Your favorite playlist and TV show meet at a bar. What do they talk about? You.

It’s not a coincidence that companies are becoming more data-centric, and advertising campaigns are getting more personal. As social media becomes more pay-to-play, media is making more noise and consumers are paying less attention than ever, it’s becoming even more important for brands to cut through the clutter. One way to do this is by personalizing your content and creative to resonate with your audience. Brands need to meet consumers where they are and tailor content to speak directly to them. Here are a few of the best (and funniest) examples of companies who do this well.

 

THANKS, SPOTIFY, YOU’VE BEEN THE REALEST

As 2017 came to a close, Spotify, for a second year in a row, took its data-driven out-of-home campaign to the next level by using listener data to inspire the themes and creative for each ad. Given the year’s touchy political climate, Spotify opted for a more joyful, forward-looking approach in its ads. The “Goals” campaign used interesting and quirky listening patterns to provoke users to explore new music and playlists in 2018. This campaign emphasized looking to the future, as opposed to its more reflective campaign in the previous year: “Thanks, 2016. It’s been weird.” The 2016 campaign, which was hyper-localized, built creative around insights specific to a certain region or locale, and then bought media in that area to maximize the ad’s impact.

Why this works:

Music lovers are known for their quirky and eclectic nature, and Spotify used its campaign to capture their personality and celebrate some of its users’ unusual behaviors. It humanizes its technology and combines two of the world’s most powerful forces – pop culture and politics – to put a positive twist on the events of the world.

These campaigns are not only funny, but they also encourage the use of its platform. Users are prompted to explore new playlists, artists and genres, which results in greater product consumption, and for non-paid users, Spotify generates more impressions for its advertisers, and thus, sells more ads, increasing company revenue – fulfilling its strategic business goal.

A few of our favorites:

A collection of Spotify's ads from recent campaigns
“Thanks” Campaign Source: Ad Age Creativity
“Goals” Campaign Source: Ad Age Creativity

 

FRENCHER THINGS

When Netflix launched its video streaming services in France in 2014, it did so with a GIF campaign that was as relevant to French culture as are croissants, wine and high fashion.
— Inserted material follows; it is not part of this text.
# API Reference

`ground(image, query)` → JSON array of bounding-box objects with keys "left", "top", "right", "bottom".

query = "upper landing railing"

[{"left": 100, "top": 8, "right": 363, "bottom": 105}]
Netflix used a topics model to identify themes that occurred in online French conversations. It divided the data into different topics and meanings, and then combined these findings with its troves of listener data to create GIFs that would resonate with the French people.

The campaign, “Inspired by You,” was a hit. It featured more than 100 digital billboards that not only featured GIFs from popular Netflix shows, but used contextual data to address issues affecting the French people in real-time, such as weather, fashion sales and the holidays. It was the first digital outdoor campaign to be made entirely with GIFs.

Why this works:

The French were skeptical of Netflix – as they are of most new things, according to Netflix’s data – but this campaign personalized the technology and allowed people to feel connected before they ever even purchased the service. It spoke directly to their fears (problem) and communicated why Netflix was different and how it could benefit the user (solution). Brand awareness increased from 25 percent to 68 percent in just three months, and grew Netflix’s Twitter following by 29,000 users in a single day.

A few of our favorites:

Netflix promotional image Netflix promotional image Netflix promotional image
Source: Behance

 

NETFLIX IS THE NEW SAVAGE

Netflix got a little sassy this holiday season, reminding users it knows what they’re watching.

Many users went up in arms, but Netflix kept trolling – as evidenced in its replies – and generating more attention to its account. It resulted in hundreds of thousands of engagements on the posts, and earned media coverage from publishers across the internet.

The brilliance of Netflix’s social media strategy lies not only in its incorporation of its most popular shows, characters and scenes – determined by user data— into its content, but in its ability to make fun of itself every once in a while.

Why this works:

Netflix uses the casual nature of social media to its advantage. The conversational, yet sassy tone keeps users engaged and on their toes. It allows Netflix to promote its shows and actors, while inserting itself into human experiences and every day conversations. By showcasing its personality, Netflix is reinforcing the value of its service to users. The danger in too heavily promoting a single show or series is that users will attach themselves to the service for access to only a small bit of content, and if this content were to go away, so would the user. As Netflix positions itself as an entertainment service and solution – appealing particularly to millennials – it develops loyalty among its users, with greater longevity than just a popular trend or series.